Ein Junge in orangenem Overall, Mädchen in schwarzer Kleidung. Ein Häftling, ein Amokläufer, von den Toten verfolgt. „Warum? Warum ich? Warum hast du mich erschossen?“ Die Frage bleibt ungelöst. Der Junge in orangenem Overall gewährt lediglich oberflächliche Einblicke in sein zuvoriges Leben.  Am Ende schläft er in seiner Zelle ein, die Toten Gewichte, die auf ihm liegen, ihn erschweren. Doch wie entsteht eine solche, vereinzelte Gewaltbereitschaft? Zu viele „Ballerspiele“, der Traum vom Soldatenleben bei der Army? Gründe, die trotz gut einstudierter Dialoge der Theater-AG der 9. Klasse allzu klischeehaft erscheinen. Der Zuschauer bleibt ein wenig aufgewühlt zurück. Fragezeichen verbleiben.

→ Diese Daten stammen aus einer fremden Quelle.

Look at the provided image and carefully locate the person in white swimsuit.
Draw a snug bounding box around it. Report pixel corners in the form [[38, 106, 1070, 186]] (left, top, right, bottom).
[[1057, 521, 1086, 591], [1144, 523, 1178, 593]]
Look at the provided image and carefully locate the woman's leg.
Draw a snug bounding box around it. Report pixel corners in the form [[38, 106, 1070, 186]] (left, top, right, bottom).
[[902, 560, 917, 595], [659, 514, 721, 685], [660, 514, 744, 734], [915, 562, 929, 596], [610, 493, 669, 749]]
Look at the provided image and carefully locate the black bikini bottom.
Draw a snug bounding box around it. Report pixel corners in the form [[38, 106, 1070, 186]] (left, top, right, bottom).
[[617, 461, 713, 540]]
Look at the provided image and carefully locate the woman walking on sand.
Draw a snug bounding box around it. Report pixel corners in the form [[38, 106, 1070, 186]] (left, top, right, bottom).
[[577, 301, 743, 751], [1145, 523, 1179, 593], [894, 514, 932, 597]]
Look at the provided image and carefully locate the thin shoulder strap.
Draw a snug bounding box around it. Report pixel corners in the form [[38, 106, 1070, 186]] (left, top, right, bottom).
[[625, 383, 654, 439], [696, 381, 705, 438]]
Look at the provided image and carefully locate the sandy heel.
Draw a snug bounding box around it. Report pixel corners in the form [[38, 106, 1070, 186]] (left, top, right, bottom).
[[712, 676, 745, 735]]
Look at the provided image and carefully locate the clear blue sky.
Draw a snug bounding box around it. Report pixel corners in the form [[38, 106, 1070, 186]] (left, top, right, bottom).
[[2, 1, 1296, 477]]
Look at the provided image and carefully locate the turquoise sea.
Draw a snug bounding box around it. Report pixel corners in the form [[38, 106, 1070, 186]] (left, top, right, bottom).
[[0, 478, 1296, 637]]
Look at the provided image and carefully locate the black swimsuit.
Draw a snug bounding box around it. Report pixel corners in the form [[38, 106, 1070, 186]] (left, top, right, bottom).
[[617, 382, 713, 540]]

Die Familie von Schroffenstein. Eine Familie, zwei Stammsitze (Rossitz und Warwand), Lager, zwischen denen dank des Erbvertrages Feindschaft herrscht. Stürbe einer der Familienzweige aus, so erbe der andere Zweig dessen Besitztümer. Durch den Verlust des Sohn Peters blüht die Feindschaft neu auf. Da alles nach einer Ermordung Peters durch das Hause Sylvesters (Familienzweig des Stammsitzes Warwand) aussieht, schwören die Rossitzer Rache. Doch nun kommt die Liebe ins Spiel. Ottokar, Sohn aus dem Hause Rossitz, liebt Agnes, die Tochter Sylvesters. Ähnlich wie Shakespeares Romeo und Julia steht ihre Zweisamkeit unter schlechtem Stern. Das Ende? Beide Kinder werden aufgrund des von Ottokars zur Rettung seiner geliebten Agnes erdachten Kleidertausches von den eigenen Vätern verwechselt und ermordet. Die Familienzweige schließen Friede über blutrünstiger Tat.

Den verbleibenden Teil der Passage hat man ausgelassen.